Слишком доброе сердце. Повесть о Михаиле Михайлове - страница 8

стр.

Ну а сейчас разве Шелгунов не прав в своих предостережениях? Михайлов ведь не сказал друзьям, с чьей помощью полковники заполучили добычу, — он ведь им сам вручил. Вот вам запрещенный Пушкин, вот вам запрещенный Герцен, вот вам запрещенный «Народный сход». Вручил для отвода глаз, но… нелепая все же услужливость. Так что не зря Николай Васильевич уточняет, советует, как лучше, — он знает своего друга.

— Я спрошу Шувалова прямо: чем я привлек ваше внимание?

— Не откладывайте, Мих, сегодня же.

— Сразу после завтрака, Людмила Петровна.

Но после завтрака она села за рояль, сама, не дожидаясь просьб, прошла, села и энергически ударила по клавишам — марш Бетховена «На Афинских руинах» в переложении Рубинштейна.

У Михайлова — зябкие мурашки по телу, он выпрямился, напрягся, он все вынесет! Веня, как на параде, под марш прошагал к окну и воздел руки, грозя Петербургу, бледный и взволнованный. Николай Васильевич задумчиво курил, опустив глаза, один только Михайлов смотрел на Людмилу Петровну, зная, она для него выбрала этот редкий марш, сложный в исполнении. Щеки ее горели, играла она вдохновенно, а он слушал и каменел в своей отваге идти до конца, следил за ее красивыми, ее прелестными руками с узкими и слегка пухлыми пальцами, которые он увидел впервые на маскараде шесть лет назад, увидел и сразу полюбил.

Ничего страшного не произошло, нич-чего! Взошла заря обновления, о которой они все мечтали, ради которой и действовали. И ярче под звуки марша, значительнее стали его строки, написанные для нее прежде: «Боже, каким перепутьем меня, странника, ты наградил! Боже, какого дождался я дня! Сколько прибавилось сил!»


Граф Шувалов сам вышел в приемную, пригласил Михайлова в кабинет и спросил о причине его визита. Холеное лицо бесстрастно, служебно-приветливо.

— Долг вежливости, Петр Андреевич, сначала вы ко мне, а теперь вот и я к вам.
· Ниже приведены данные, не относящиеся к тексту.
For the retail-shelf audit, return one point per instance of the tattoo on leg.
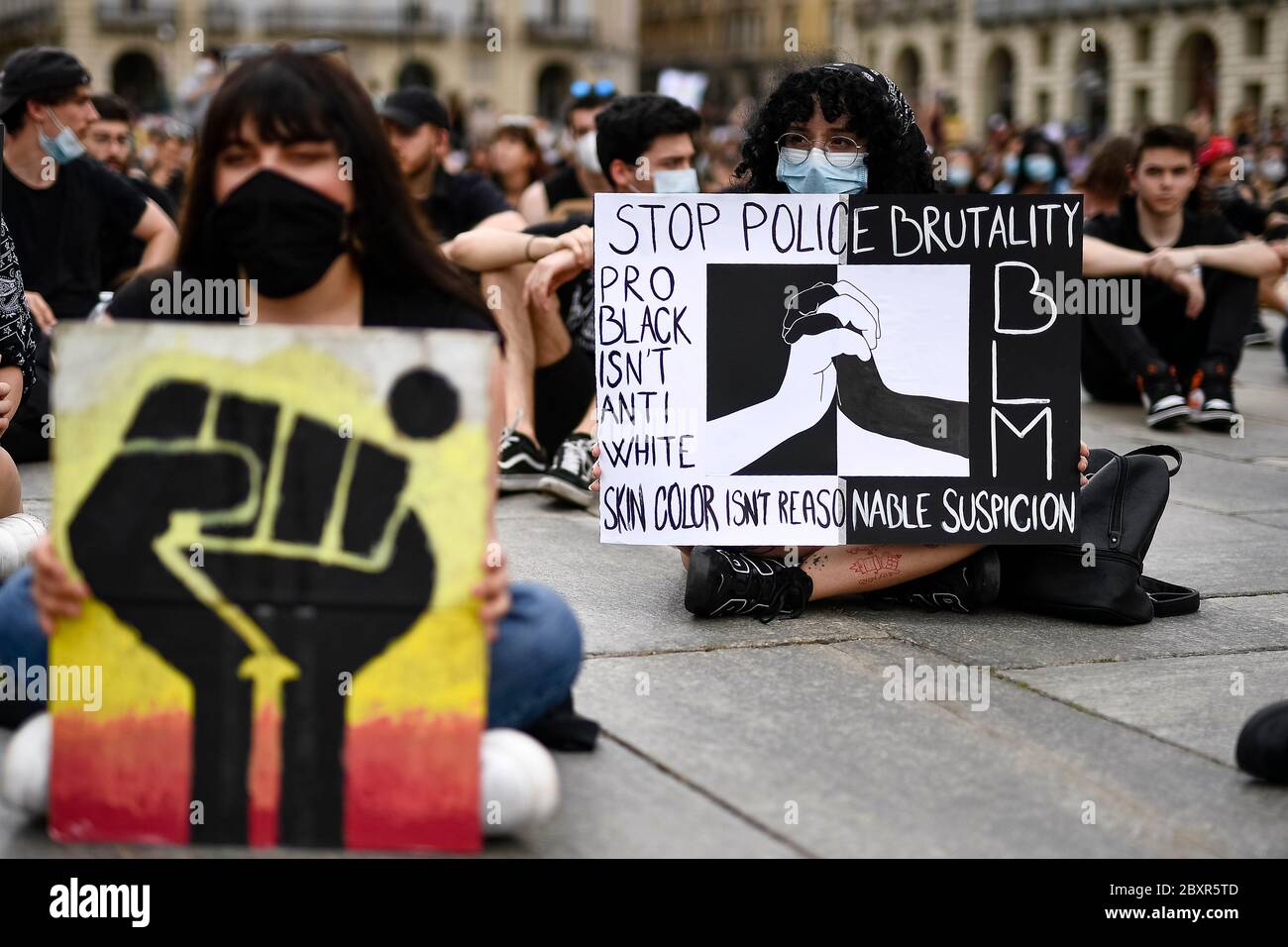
(874, 566)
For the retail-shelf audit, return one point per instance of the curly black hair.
(898, 162)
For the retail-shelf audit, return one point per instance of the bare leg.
(11, 486)
(851, 570)
(533, 339)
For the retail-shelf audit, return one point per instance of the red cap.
(1216, 149)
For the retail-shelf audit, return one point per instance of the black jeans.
(1115, 354)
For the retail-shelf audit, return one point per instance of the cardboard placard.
(819, 369)
(279, 528)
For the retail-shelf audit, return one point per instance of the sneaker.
(1164, 402)
(1211, 397)
(1262, 745)
(724, 581)
(1257, 334)
(25, 772)
(965, 586)
(568, 475)
(522, 463)
(518, 783)
(18, 536)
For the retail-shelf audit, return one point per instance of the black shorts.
(563, 392)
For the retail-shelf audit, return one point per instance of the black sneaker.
(965, 586)
(568, 475)
(724, 581)
(1164, 402)
(1211, 397)
(1257, 334)
(522, 463)
(1262, 745)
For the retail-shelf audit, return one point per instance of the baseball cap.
(37, 69)
(1216, 149)
(412, 107)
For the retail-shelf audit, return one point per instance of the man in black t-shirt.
(550, 330)
(572, 184)
(62, 210)
(1198, 299)
(110, 141)
(417, 128)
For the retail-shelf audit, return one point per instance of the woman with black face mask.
(841, 129)
(295, 193)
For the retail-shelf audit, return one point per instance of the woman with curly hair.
(838, 129)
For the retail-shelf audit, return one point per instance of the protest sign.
(818, 369)
(279, 530)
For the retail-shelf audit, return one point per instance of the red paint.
(123, 779)
(265, 777)
(412, 784)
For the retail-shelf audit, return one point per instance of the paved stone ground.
(745, 723)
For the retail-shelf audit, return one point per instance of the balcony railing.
(400, 20)
(546, 31)
(129, 16)
(223, 16)
(997, 12)
(26, 17)
(877, 12)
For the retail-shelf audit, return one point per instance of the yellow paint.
(439, 665)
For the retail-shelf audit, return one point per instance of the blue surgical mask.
(683, 180)
(1039, 167)
(816, 175)
(64, 147)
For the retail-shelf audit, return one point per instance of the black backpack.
(1120, 509)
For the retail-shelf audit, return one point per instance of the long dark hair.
(292, 97)
(898, 162)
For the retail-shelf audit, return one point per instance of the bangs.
(282, 103)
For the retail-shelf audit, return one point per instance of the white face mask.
(587, 155)
(683, 180)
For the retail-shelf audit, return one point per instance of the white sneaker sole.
(520, 483)
(18, 536)
(557, 486)
(25, 772)
(518, 783)
(1167, 418)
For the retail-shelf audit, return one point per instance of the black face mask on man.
(282, 234)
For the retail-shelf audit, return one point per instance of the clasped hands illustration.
(823, 324)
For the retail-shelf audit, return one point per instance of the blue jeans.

Граф слабо улыбнулся и ничего не сказал. Обстановка в его кабинете, довольно просторном, ничем не напоминала канцелярию. Топился камин, на нем резные часы, канделябры, возле камина письменный стол. Вдоль стены мягкие кресла хорошей работы.

— Не скрою, ваш визит оставил у меня пренеприятное впечатление, — продолжал Михайлов. — Кажется, к этому не было с моей стороны никакого повода.

Шувалов не отвечал, глядя на Михайлова без всякого выражения.

— Разве только мой образ мыслей кому-нибудь не понравился?

— Дело не в образе мыслей. Я и сам человек либеральный.

Если под либеральностью понимать свободу позиции, то у Шувалова она была. Ярый противник освобождения крестьян, граф выглядел среди крепостников фигурой оригинальной. Прежде всего молод, едва перевалило за тридцать, тогда как другие враги реформы уже в преклонном возрасте, николаевские сподвижники. Не скрывая своей позиции, молодой граф делал тем не менее на удивление блестящую карьеру при царе-освободителе. В тридцать лет он стал обер-полицеймейстером Петербурга, в тридцать три — директором департамента министерства внутренних дел и теперь ведает Третьим отделением. Он перечил государю императору в деле освобождения крестьян, а государь в ответ почему-то повышал его и повышал.

— Я пришел затем, чтобы услышать ваше объяснение, — настойчивее продолжал Михайлов.

К чести графа, он не стал юлить.

— На вас, господин Михайлов, падает подозрение в причастности к делу московских студентов. У них открыта тайная типография и литография. Печатали Огарева. И еще кое-что собирались печатать.

Михайлов пожал плечами, едва не сказав: «Так это совсем другое!»

— Дело передано из Третьего отделения в министерство внутренних дел. Оттуда вы получите на днях вопросные пункты.

Граф не лгал, московские студенты арестованы в августе, о чем говорил Костомаров в свой последний приезд сюда десять дней тому назад. Ненапечатанными остались воззвания «Барским крестьянам от их доброжелателей поклон» и «К солдатам», они у Костомарова в рукописях, и в них есть места, вписанные Михайловым.

А что, если рукописи попали в Третье отделение? Тогда понятно, зачем Золотницкий просил подписи Михайлова на пакете, — есть у них с чем сличить. Вопросные пункты скорее всего будут на эту тему. Что же, ответ готов: Михайлов не знает, кем эти воззвания составлены. Разве мало по Петербургу всяких подземных сочинений?